New Culture War Just Dropped: World’s Largest Jeweller Pivots to Lab-Grown Diamonds

New Culture War Just Dropped: World’s Largest Jeweller Pivots to Lab-Grown Diamonds

If you can bring yourself to wear a diamond that doesn’t represent a shaved-down bit of the planet’s finite supply, but is chemically identical to the original product and denies warlords funding — then Pandora is your shop. The world’s largest jeweller (in sheer volume of product), known for charm bracelets, has announced that it will only sell lab-grown diamonds going forward and markets them as “affordable, sustainably created products.” They don’t use the word “cheap,” but we all know what’s in it for us.

While “eco-friendly” claims about lab-grown diamonds are still shaky, the diamond mining industry’s justification for its continued existence sounds desperate. The National Diamond Council, an association of diamond mining companies, runs what looks like a trend blog, with a post informing us that they’re offering “diamonds,” a term which only applies to “natural diamonds” “from the Earth.” The treasures, they remind us, were formed on average roughly between one and three billion years ago under immense heat and compression 161 km beneath the Earth’s crust, catapulted upward by the blast of underground volcanoes. You, a sophisticated collector, can have that. Or you, a trash consumer, can have a little costume jewellery associated with words like “synthetic” and “factories” and “industrial purposes,” a pale forgery marred by “telltale marks” visible to a specialist’s eye.

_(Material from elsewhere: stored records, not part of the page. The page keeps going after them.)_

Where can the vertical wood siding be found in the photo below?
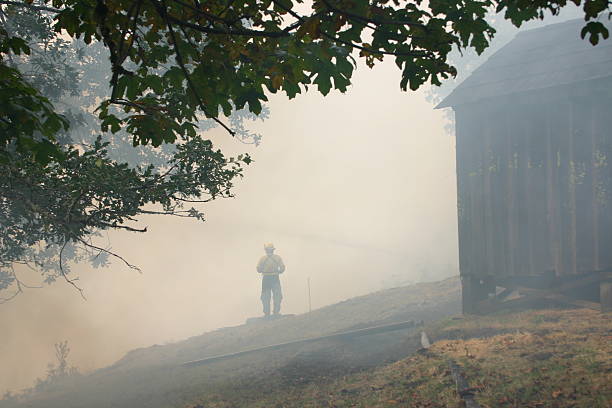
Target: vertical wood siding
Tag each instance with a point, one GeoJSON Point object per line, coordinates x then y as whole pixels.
{"type": "Point", "coordinates": [534, 187]}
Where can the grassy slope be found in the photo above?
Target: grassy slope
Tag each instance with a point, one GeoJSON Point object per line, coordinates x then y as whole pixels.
{"type": "Point", "coordinates": [154, 378]}
{"type": "Point", "coordinates": [546, 358]}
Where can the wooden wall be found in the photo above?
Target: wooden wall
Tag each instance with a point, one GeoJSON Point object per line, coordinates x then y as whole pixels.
{"type": "Point", "coordinates": [534, 181]}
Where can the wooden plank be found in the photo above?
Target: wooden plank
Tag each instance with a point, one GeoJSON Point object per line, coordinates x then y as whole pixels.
{"type": "Point", "coordinates": [337, 336]}
{"type": "Point", "coordinates": [605, 296]}
{"type": "Point", "coordinates": [465, 392]}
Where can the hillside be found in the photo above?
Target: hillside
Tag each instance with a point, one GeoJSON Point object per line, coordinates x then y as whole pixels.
{"type": "Point", "coordinates": [154, 377]}
{"type": "Point", "coordinates": [531, 359]}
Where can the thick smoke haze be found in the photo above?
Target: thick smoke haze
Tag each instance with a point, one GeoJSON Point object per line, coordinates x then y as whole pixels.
{"type": "Point", "coordinates": [356, 191]}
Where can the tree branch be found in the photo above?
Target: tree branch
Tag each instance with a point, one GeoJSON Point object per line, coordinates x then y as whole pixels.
{"type": "Point", "coordinates": [30, 6]}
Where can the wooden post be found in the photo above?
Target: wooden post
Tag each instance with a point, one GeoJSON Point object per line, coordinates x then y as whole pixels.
{"type": "Point", "coordinates": [605, 296]}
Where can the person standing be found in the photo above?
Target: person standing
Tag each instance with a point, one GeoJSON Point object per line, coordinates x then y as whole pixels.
{"type": "Point", "coordinates": [270, 266]}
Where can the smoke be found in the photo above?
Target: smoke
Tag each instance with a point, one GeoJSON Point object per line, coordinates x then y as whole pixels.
{"type": "Point", "coordinates": [354, 190]}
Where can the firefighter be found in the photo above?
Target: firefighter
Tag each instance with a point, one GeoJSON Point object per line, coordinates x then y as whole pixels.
{"type": "Point", "coordinates": [270, 266]}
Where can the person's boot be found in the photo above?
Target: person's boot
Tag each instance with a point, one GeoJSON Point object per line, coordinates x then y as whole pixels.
{"type": "Point", "coordinates": [266, 308]}
{"type": "Point", "coordinates": [276, 308]}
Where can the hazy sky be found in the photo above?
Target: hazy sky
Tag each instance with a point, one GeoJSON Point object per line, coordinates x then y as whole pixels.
{"type": "Point", "coordinates": [356, 190]}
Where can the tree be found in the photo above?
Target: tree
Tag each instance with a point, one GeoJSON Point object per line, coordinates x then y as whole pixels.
{"type": "Point", "coordinates": [174, 63]}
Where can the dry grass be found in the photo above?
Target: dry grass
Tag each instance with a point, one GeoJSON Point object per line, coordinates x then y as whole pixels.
{"type": "Point", "coordinates": [546, 358]}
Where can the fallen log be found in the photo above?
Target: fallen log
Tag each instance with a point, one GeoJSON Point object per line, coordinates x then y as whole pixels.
{"type": "Point", "coordinates": [336, 336]}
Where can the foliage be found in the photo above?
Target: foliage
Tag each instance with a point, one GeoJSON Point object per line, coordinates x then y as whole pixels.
{"type": "Point", "coordinates": [172, 65]}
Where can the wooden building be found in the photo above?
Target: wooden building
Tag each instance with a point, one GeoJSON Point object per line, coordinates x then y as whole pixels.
{"type": "Point", "coordinates": [534, 168]}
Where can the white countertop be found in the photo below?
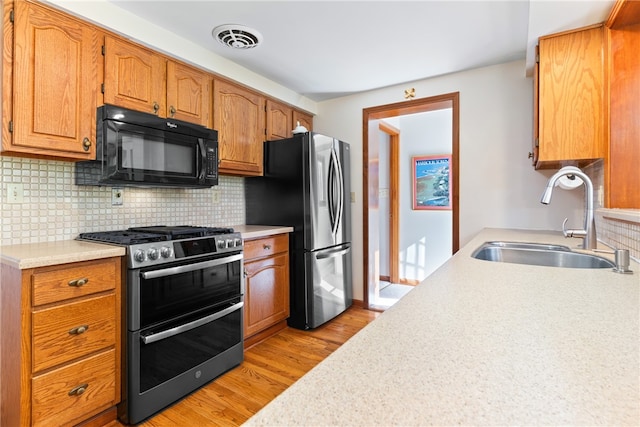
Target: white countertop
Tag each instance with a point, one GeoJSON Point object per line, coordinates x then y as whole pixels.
{"type": "Point", "coordinates": [485, 343]}
{"type": "Point", "coordinates": [32, 255]}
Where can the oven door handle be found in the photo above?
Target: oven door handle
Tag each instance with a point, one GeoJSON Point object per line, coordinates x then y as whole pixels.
{"type": "Point", "coordinates": [154, 274]}
{"type": "Point", "coordinates": [191, 325]}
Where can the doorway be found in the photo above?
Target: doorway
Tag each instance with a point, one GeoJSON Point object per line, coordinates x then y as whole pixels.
{"type": "Point", "coordinates": [376, 214]}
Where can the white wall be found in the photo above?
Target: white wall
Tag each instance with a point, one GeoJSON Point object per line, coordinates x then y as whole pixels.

Unmentioned is that “real” diamonds are inexorably linked to arms dealing and the perpetuation of bloodshed. Lab-grown diamonds are structurally the same, so you can just lie. They’re up to ten times cheaper than “real” diamonds, according to an annual report by the consultancy company Bain & Company. And lab-grown diamonds are an astonishing human feat only possible due to the Big Bang and the roughly 3.5 billion year process of the evolution of an intelligent life form on Earth.

One of the NDC’s members De Beers has already caved to the lure of lab-grown diamond manufacturing.

Both lab-grown diamond sellers and “real” diamond miners have claimed that their stones are more “eco-friendly,” and both have yet to definitively prove it. A study conducted by Trucost, a for-profit organisation that analyses major companies’ carbon output and environmental impacts, found that mined diamonds represented a third of the carbon expended than on lab-grown diamonds (160 kg of CO2 per carat versus 511 kg, respectively). But that’s riddled with disclaimers. The study was conducted on behalf of the Diamond Producers Association (DPA), now the Natural Diamond Council. Trucost analyst Rick Lord told Vogue that it doesn’t factor in significant costs like “mine closure, diamond cutting and polishing, retail and post-consumer phases of the diamond life cycle.” Speaking to Vogue, University of Delaware professor of energy and environment Saleem Ali said that the conclusion “defies common sense.”

Meanwhile, the study relied only on publicly available data to measure the carbon costs of lab-grown diamonds, noting that “disclosure on the greenhouse gas and broader environmental impact of lab grown diamond production is poor.” In 2019, the FTC sent warning letters to eight jewellery makers cautioning them against making yet-unsubstantiated claims that lab-grown diamonds are “eco-friendly,” “eco-conscious,” or “sustainable.”

Pandora claims that by next year, their diamonds will be produced entirely using renewable energy.